Until then, they follow their grandmother Ki’s lead—pray with the family, honor the object and those who hear the voice, and go on the hunt. Ki, seventy-three cycles of age, still takes them on the hunt. She is still young at heart, but age has lessened her strength and agility. No longer with the great bow strength or speed of firing, her aim and accuracy remain as sharp as ever.

  Sun cycles ago, Ki turned leadership over to her two younger twin sisters, Zirbani and Sarpani, as she focused on teaching this new generation. Clearly there is a split between their children. The ones who suffer the dreams or hear the voice, they are much more attuned to memorizing the family oral tradition from her grandfather Parcza. The ones, like her, who do not dream or hear, can only obediently pray in faithfulness. Aside from Iriana and Vatlana, the other unafflicted grandchildren think their grandmother Ki is being excessive in asking their obedience to some silly words, as only peace has reigned in their lifetime, in their parents’ lifetime. None of their villager friends are made to do such things.

  Ki teaches the lore of her aunt, Illyana. The strength, the will, the benevolence she embodied—or that is what she was taught by her parents to believe. Deep inside her, as she ages and nears her own death, she trembles with the dilemma her father faced. If a loved one were faced with a life worse than death, would you kill them out of mercy?

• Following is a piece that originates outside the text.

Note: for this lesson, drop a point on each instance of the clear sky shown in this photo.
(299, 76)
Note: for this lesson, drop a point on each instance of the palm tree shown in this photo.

  She saw how much her father suffered and agonized over his indecision and decision. And somehow this agony has passed itself on to his descendants who suffer the dreams. And so she teaches them the lore of Illyana so they can come to their own peace through the moral lessons and dilemmas of her life and death.

  The lore of Illyana’s name has been given to Sarpani’s oldest granddaughter, the oldest child from her daughter Tallia. As Ki’s mother had said, to preserve the ability to commune with the voice, with the dreams, they would need to make the hard choice of telling the afflicted to marry among their kin. And so, Tallia was married to her cousin, one of the older sons of Zirbani. And the wisdom of Nanshe comes true again as the younger Illyana possesses the strongest touch, the strongest bond with the voice of any in her generation. She will become the successor to her grandmother, Sarpani, as the group’s new spiritual leader.